Studio album by Chilliwack
- Released: December 1979
- Studio: Mushroom Studios, Vancouver
- Genre: Rock
- Length: 35:49
- Label: Mushroom Records
- Producer: Bill Henderson, Brian MacLeod

Chilliwack chronology
| Lights from the Valley (1978) | Breakdown in Paradise (1979) | Wanna Be a Star (1981) |

= Breakdown in Paradise =

Breakdown in Paradise is the eighth album by the Canadian rock band Chilliwack, released in December 1979. The album was originally intended to be called Road to Paradise, but the death of Mushroom Records head Shelly Siegel in January 1979 made the collapse of the label, which had released each of Chilliwack's last three albums, all but certain. In addition, after the last album three of the longstanding band members left the group, leaving only Bill Henderson and Brian MacLeod from the prior lineup. Throughout recording, the band was tinkering with its lineup, and only bass player Ab Bryant continued to appear with the group after Mushroom's collapse.

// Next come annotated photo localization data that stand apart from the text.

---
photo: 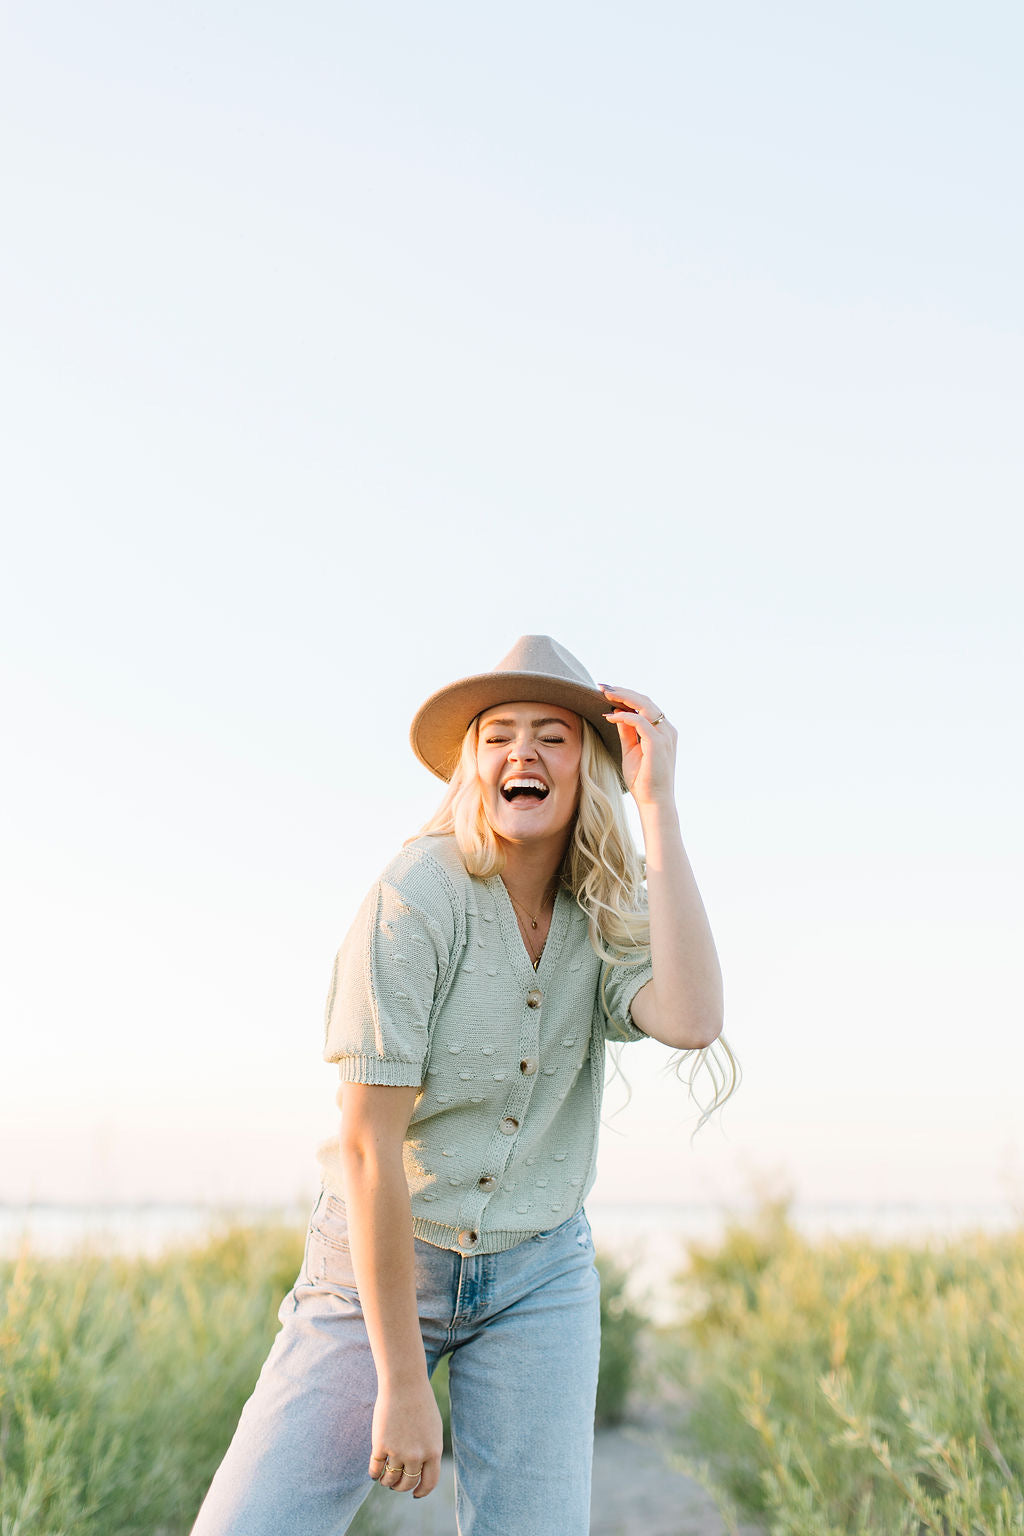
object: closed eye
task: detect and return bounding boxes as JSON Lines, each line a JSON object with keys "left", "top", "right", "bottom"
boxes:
{"left": 484, "top": 735, "right": 565, "bottom": 745}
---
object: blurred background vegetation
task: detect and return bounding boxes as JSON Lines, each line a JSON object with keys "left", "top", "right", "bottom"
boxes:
{"left": 2, "top": 1204, "right": 1022, "bottom": 1534}
{"left": 0, "top": 1224, "right": 647, "bottom": 1535}
{"left": 666, "top": 1199, "right": 1024, "bottom": 1535}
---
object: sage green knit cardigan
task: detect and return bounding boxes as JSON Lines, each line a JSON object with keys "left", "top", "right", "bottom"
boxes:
{"left": 317, "top": 834, "right": 652, "bottom": 1254}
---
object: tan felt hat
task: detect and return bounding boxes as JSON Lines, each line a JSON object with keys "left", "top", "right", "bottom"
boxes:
{"left": 410, "top": 634, "right": 622, "bottom": 782}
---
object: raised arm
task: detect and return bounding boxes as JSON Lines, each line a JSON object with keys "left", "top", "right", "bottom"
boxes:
{"left": 601, "top": 684, "right": 724, "bottom": 1050}
{"left": 338, "top": 1082, "right": 443, "bottom": 1498}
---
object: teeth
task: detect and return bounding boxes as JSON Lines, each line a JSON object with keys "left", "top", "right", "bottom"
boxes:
{"left": 501, "top": 777, "right": 549, "bottom": 800}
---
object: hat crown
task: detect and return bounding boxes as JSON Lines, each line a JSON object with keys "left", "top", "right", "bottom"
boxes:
{"left": 493, "top": 634, "right": 597, "bottom": 691}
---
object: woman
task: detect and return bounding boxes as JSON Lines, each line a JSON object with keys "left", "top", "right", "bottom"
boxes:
{"left": 191, "top": 635, "right": 734, "bottom": 1536}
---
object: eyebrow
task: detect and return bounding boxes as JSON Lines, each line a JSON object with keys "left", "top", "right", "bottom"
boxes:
{"left": 480, "top": 716, "right": 574, "bottom": 730}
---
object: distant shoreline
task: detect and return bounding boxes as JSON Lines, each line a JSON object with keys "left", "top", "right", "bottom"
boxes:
{"left": 3, "top": 1194, "right": 1019, "bottom": 1247}
{"left": 5, "top": 1198, "right": 1019, "bottom": 1325}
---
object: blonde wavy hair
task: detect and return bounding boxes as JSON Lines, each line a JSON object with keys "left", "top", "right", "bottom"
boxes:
{"left": 415, "top": 715, "right": 739, "bottom": 1130}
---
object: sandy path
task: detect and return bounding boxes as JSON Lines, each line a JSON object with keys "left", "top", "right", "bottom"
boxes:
{"left": 375, "top": 1414, "right": 764, "bottom": 1535}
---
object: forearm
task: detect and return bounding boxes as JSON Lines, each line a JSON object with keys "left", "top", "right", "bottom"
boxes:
{"left": 339, "top": 1140, "right": 428, "bottom": 1389}
{"left": 639, "top": 799, "right": 724, "bottom": 1048}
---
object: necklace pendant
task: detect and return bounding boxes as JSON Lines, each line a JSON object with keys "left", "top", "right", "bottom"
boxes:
{"left": 531, "top": 919, "right": 538, "bottom": 929}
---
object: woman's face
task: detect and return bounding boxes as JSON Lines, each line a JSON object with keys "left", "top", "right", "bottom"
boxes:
{"left": 476, "top": 701, "right": 583, "bottom": 851}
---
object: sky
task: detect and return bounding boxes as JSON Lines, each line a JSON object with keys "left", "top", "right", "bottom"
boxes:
{"left": 1, "top": 2, "right": 1021, "bottom": 1217}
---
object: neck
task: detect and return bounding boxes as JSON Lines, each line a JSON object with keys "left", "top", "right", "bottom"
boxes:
{"left": 497, "top": 837, "right": 567, "bottom": 913}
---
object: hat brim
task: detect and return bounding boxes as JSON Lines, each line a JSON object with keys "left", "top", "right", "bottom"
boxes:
{"left": 410, "top": 672, "right": 624, "bottom": 783}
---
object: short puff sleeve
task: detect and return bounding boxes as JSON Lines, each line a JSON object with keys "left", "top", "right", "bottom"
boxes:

Because of the label's financial problems, there were no real hits from the album.

==Critical reception==
In the review of Billboard issued on May 3, 1980, staff highlighted "Communication Breakdown" and found its melodic line catchy.

==Track listing==
1. "Communication Breakdown" (Henderson) (3:45)
2. "Trial By Fire" (MacLeod, Henderson, Roles) (3:26)
3. "Guilty" (Henderson) (3:24)
4. "148 Heavy" (Henderson, MacLeod) (3:55)
5. "Let It All Begin" (MacLeod, Henderson) (3:37)
6. "So Strong" (Henderson) (3:53)
7. "Last Time" (Henderson) (4:37)
8. "Are You With Me" (Henderson) (4:52)
9. "Road to Paradise" (MacLeod, Henderson) (4:20)

==Personnel==
- Chilliwack
- Bill Henderson - guitar, lead and backing vocals
- Brian MacLeod - guitar, backing vocals, lead vocals on 5, synthesizer, piano, vibes, drums on 2,5.6-9
- Ab Bryant - bass
- John Roles - guitar, "stratospheric" backing vocals
- Bucky Berger - drums on 1, 3, 4

During the album's recording, Berger had left and was replaced after the album was finished by Rick Taylor. Consequently, Taylor's photo appears on the back cover.